La recherche a examiné les résultats à long terme pour l'Halopéridol, principalement dans le cadre d'affections chroniques comme la schizophrénie. Bien que certains essais aient suivi des patients pendant un an, les durées de suivi étaient limitées compte tenu de la nature chronique de nombreuses affections. La recherche se concentre sur les changements à court terme et les schémas à moyen terme, mais les informations sont limitées concernant les résultats à long terme liés au maintien du fonctionnement dans la vie quotidienne.


Ce qui reste incertain concernant la base de recherche de l'Halopéridol

La base de recherche actuelle contient plusieurs lacunes. La qualité des preuves varie selon les études, et les informations sont limitées concernant les résultats à long terme qui reflètent une stabilité soutenue pour toutes les indications. L'attrition élevée des patients dans les essais psychotiques à plus long terme signifie également que les résultats décrivent des schémas de groupe, mais la recherche ne détermine pas si un individu répondra de la même manière au fil du temps. Les preuves comparatives font défaut dans certains domaines.

Foire aux questions (FAQ)

Questions fréquentes sur l'Halopéridol (FAQ)

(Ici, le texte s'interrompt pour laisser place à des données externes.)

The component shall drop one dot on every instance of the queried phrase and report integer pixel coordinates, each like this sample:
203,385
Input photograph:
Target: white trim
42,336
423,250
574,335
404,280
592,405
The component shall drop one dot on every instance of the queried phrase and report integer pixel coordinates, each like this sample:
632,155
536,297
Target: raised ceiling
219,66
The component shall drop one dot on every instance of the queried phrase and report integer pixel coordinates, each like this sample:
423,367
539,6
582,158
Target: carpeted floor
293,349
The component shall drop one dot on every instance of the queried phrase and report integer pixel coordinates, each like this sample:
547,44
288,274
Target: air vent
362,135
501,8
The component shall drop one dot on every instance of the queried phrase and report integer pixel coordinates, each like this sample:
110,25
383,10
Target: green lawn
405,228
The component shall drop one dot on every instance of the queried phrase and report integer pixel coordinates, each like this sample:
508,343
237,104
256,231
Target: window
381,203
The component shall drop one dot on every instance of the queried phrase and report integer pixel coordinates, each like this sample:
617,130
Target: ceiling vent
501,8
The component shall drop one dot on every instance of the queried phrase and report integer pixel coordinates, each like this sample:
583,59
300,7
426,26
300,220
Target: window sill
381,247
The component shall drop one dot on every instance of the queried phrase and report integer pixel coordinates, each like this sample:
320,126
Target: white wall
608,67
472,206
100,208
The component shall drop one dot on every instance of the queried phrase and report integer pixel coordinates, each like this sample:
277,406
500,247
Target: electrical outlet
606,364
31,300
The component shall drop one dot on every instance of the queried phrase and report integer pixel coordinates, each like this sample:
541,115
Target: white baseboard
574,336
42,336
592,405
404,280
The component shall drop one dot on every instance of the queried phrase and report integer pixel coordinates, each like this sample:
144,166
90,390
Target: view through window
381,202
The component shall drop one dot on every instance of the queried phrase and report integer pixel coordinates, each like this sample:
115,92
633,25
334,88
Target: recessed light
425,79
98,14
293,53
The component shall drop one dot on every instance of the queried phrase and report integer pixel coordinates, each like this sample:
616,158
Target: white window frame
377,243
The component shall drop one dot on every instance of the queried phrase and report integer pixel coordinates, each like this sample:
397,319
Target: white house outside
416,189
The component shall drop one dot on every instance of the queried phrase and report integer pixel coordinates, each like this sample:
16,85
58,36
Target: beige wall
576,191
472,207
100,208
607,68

Q : À quoi sert l'Halopéridol ?

R : L'Halopéridol est un médicament délivré sur ordonnance, indiqué pour la prise en charge des troubles psychotiques, y compris la schizophrénie. Il est également approuvé pour le contrôle des tics et des vocalisations du syndrome de Tourette ainsi que pour le traitement à court terme des états hyperactifs.

Q : Comment fonctionne l'Halopéridol ?

R : L'Halopéridol est classé comme un antipsychotique typique. Son mécanisme d'action impliquerait l'affectation de certains messagers chimiques dans le cerveau, notamment le blocage des récepteurs de la dopamine . Cette action est associée aux effets thérapeutiques du médicament.

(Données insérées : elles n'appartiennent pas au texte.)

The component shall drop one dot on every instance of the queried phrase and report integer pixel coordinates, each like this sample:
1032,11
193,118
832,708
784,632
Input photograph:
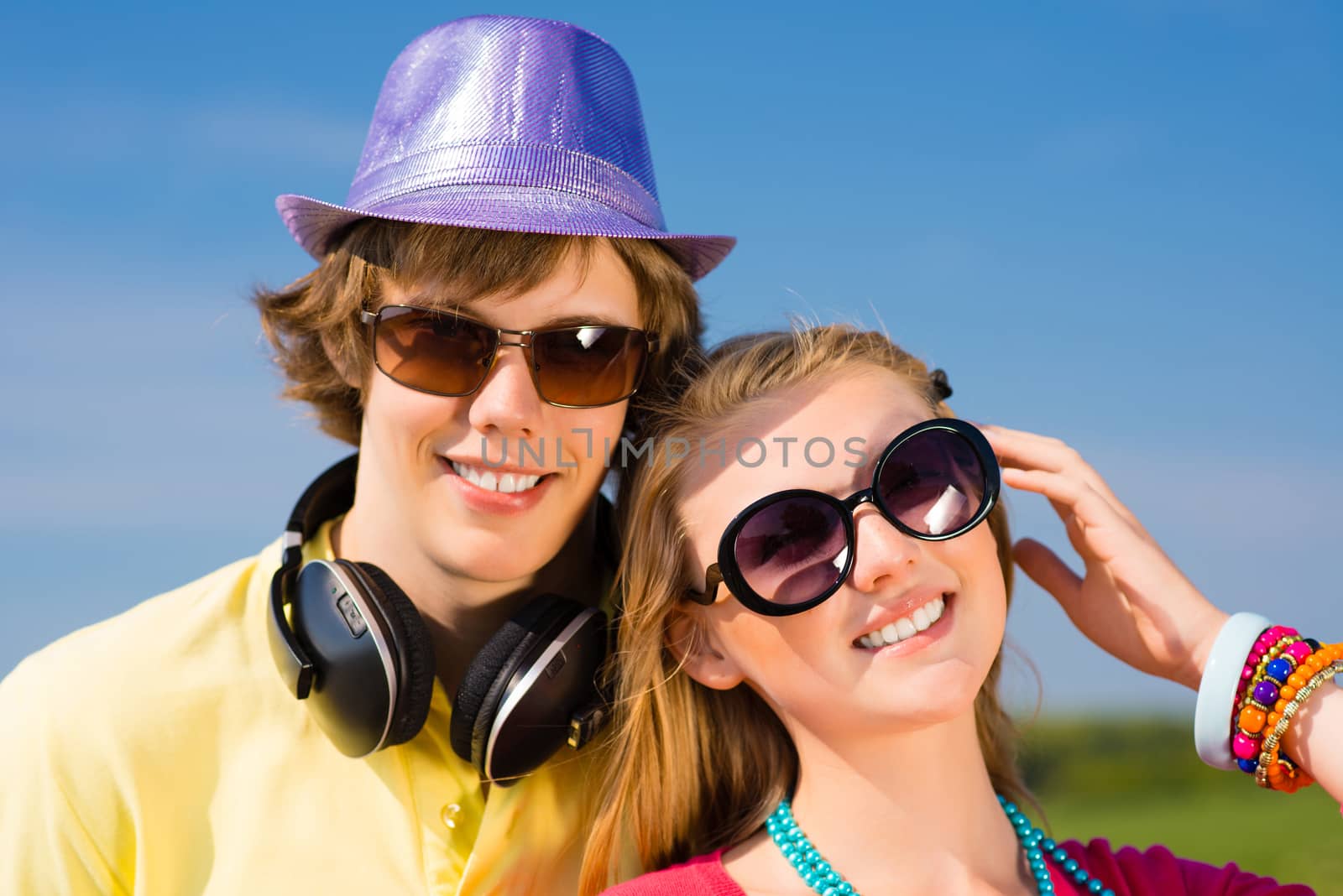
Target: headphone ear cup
490,669
414,651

Q : Combien de temps faut-il pour ressentir les effets de l'Halopéridol ?

R : Les patients peuvent commencer à observer des changements initiaux dans les symptômes dans les jours suivant le début du traitement. Cependant, le bénéfice thérapeutique complet nécessite souvent plusieurs semaines d'administration continue pour se manifester. Les réponses varient d'un individu à l'autre.

Q : Quels sont les effets secondaires potentiels de l'Halopéridol ?

R : Comme tout médicament, l'Halopéridol peut être associé à des effets secondaires. Les effets couramment observés comprennent les troubles du mouvement (tels que la dyskinésie tardive ou le parkinsonisme), la sédation, la sécheresse buccale et la vision trouble. Les patients doivent discuter de tout symptôme nouveau ou préoccupant avec un professionnel de la santé.

Comment Haloperidol doit-il être conservé et éliminé ?

Comment conserver l’Halopéridol

Les comprimés et la solution buvable d'Halopéridol doivent être conservés à une Température Ambiante Contrôlée, généralement entre 20 °C et 25 °C (68 °F et 77 °F), avec des excursions tolérées jusqu'à 30 °C.

Protégez toutes les formes de ce médicament de la lumière et de l’humidité excessive. Il est essentiel que le médicament ne soit pas réfrigéré ni congelé, en particulier la forme injectable, car cela pourrait compromettre sa stabilité chimique. Gardez l'Halopéridol dans son récipient d'origine, bien fermé, et rangez-le dans un endroit sûr, en hauteur et hors de la vue et de la portée des enfants.

Comment se débarrasser de l’Halopéridol

L'Halopéridol inutilisé ou périmé doit être éliminé en utilisant un programme de récupération de médicaments autorisé. Comme ce médicament ne figure pas sur la liste officielle des médicaments pouvant être jetés dans les toilettes, s'il n'existe pas de programme de récupération, mélangez le médicament avec une substance indésirable (comme de la terre ou du marc de café usagé), placez le mélange dans un récipient scellé et jetez-le dans les ordures ménagères. Éliminez le récipient conformément à toutes les réglementations locales.

Attention! Consultez toujours un médecin ou un pharmacien avant d'utiliser des pilules ou des médicaments.